Jeb Bush's doomed campaign - VIDEO
Jeb Bush always remained optimistic.
From the beginning of his candidacy last June, he pledged to run with "joy" and adopted a tortoise-and-the-hare strategy, earnestly believing that he would prevail in the end despite a crowded field of candidates.
Even as his chances became grim over the past eight months, he started handing out tiny toy turtles from his pockets to children, telling them that "slow and steady wins the race."
But in 2016, "slow and steady" was the opposite of what the country wanted.
There's plenty of blame to go around for Bush's fall, but the central theme is the failure to read the mood of the GOP electorate that was angry and wanted change. Voters responded to Donald Trump, who Bush both underestimated and whose appeal he didn't understand.
Bush was out of practice on the campaign trail, something evidenced by his early stumbles answering questions on his stance on the war in Iraq -- a question that should have been anticipated with an answer ready. He declared early he was his "own man," but also highlighted his connection to his father and brother, presidents both. And he raised over $100 million between his campaign and super PAC, but it didn't scare anyone out of the race.
In the final few days before the South Carolina primary, Bush started to realize that his White House bid might be coming to an end. He talked with less certitude about moving on to other states and appeared almost wistful at times.
But it wasn't until late Saturday afternoon that he knew that he likely wouldn't be moving forward, according to campaign aides. Many staffers were told of his final decision just five minutes before he took the stage at the Hilton in Columbia.
"In this campaign I've stood my ground refusing to bend to the political winds," Bush said Saturday night. "We put forward detailed, innovative conservative plans to address the mounting challenges that we face. Because despite what you might have heard, ideas matter ... policy matters."
Bush spent much of his campaign focusing on his experience as governor of Florida and policy, consistently rolling out new initiatives and plans. But 2016 was simply a different era from the last time he ran for office -- in 2002.
Bush adviser Sally Bradshaw told CNN Saturday night that 2016 simply "was not his year."
"Look, this was a year that was bigger than a lot of the candidates in this race," Bradshaw said. Bush "didn't equivocate, and he took on Donald Trump and he showed us what is best about our party and what is best about our country."
As CNN's embedded reporter with the Bush campaign, I followed the former Florida governor from the lofty moments, early in 2015 when he was preparing for his presidential run, to the final days when he acknowledged that he would not be the third Bush to work in the Oval Office. I covered him at more than 100 events in 14 states over 11 months and this story is based on that experience.
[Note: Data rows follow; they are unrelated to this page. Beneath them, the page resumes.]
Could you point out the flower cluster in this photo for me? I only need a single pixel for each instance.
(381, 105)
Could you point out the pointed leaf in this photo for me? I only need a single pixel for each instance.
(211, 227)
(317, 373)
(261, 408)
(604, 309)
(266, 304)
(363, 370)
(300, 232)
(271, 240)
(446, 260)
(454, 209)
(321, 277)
On paper, an ideal candidate
Bush, who turned 63 last week, never placed above 18% as a candidate in the polls, but he remained the front-runner in the GOP field for the first month of his campaign.
He was a candidate who fulfilled what Republicans thought they needed after the 2012 election loss: an experienced governor from a swing state who could help expand the Republican base by appealing to Latinos and craft a narrative of a more compassionate party.
By the middle of the year, his campaign and allies at the super PAC Right to Rise USA, had raised more than $100 million, far more than any other candidate. The haul was meant to send the message that Bush could dominate the field and be a formidable general election candidate.
But instead, 2016 appeared to be the election no one said no to running. From Bush's one-time protégé from Florida Marco Rubio to Govs. Chris Christie, Bobby Jindal and Scott Walker and former Govs. Mike Huckabee and Rick Perry, Bush's cash scared no one. And it turned out to be for good reason.
Then, a perceived sideshow candidate named Donald Trump -- who labeled undocumented immigrants as "rapists" in his announcement speech -- stole the show. He started to gain traction and within weeks became not only the front-runner, but took the lead and ran away with it.
The surge revealed a Republican electorate that was more angry than joyful, surprising the Washington political class and upending the Republican primary narrative. With every insult hurled, Trump's anti-establishment, verbose persona became more popular. It was clear that Bush would face an uphill battle.
And Trump had his sights set on the former governor. He quickly began mocking Bush as an "unhappy person" with "low energy." Like many of the other candidates, Bush's campaign tried to stay above the fray and not engage with the reality TV star.
In Henderson, Nevada, in late July -- one of the first times Bush was asked to respond to Trump's "rapists" comment -- the candidate simply said: "I disagree with him." Pressed for more, he replied curtly: "I think he's wrong.
A couple of weeks later, in Carson City, Nevada, when Bush was asked if he wanted to respond to Trump accusing him of promising favors to his donors, Bush looked this reporter in the eye and said: "No."
Bush didn't start hitting back at Trump's accusations that Bush was "low energy" until mid-September, but by then it was too late. The label had stuck.
Aides, advisers and even Bush, himself, have quietly acknowledged that the popularity and influence of Trump was underestimated at the beginning.
"People probably thought they could just let (Trump's) comments go into the ether, not take the bait," one adviser said. "This campaign probably felt for some time that it was best to let Trump hang out there and make a fool of himself."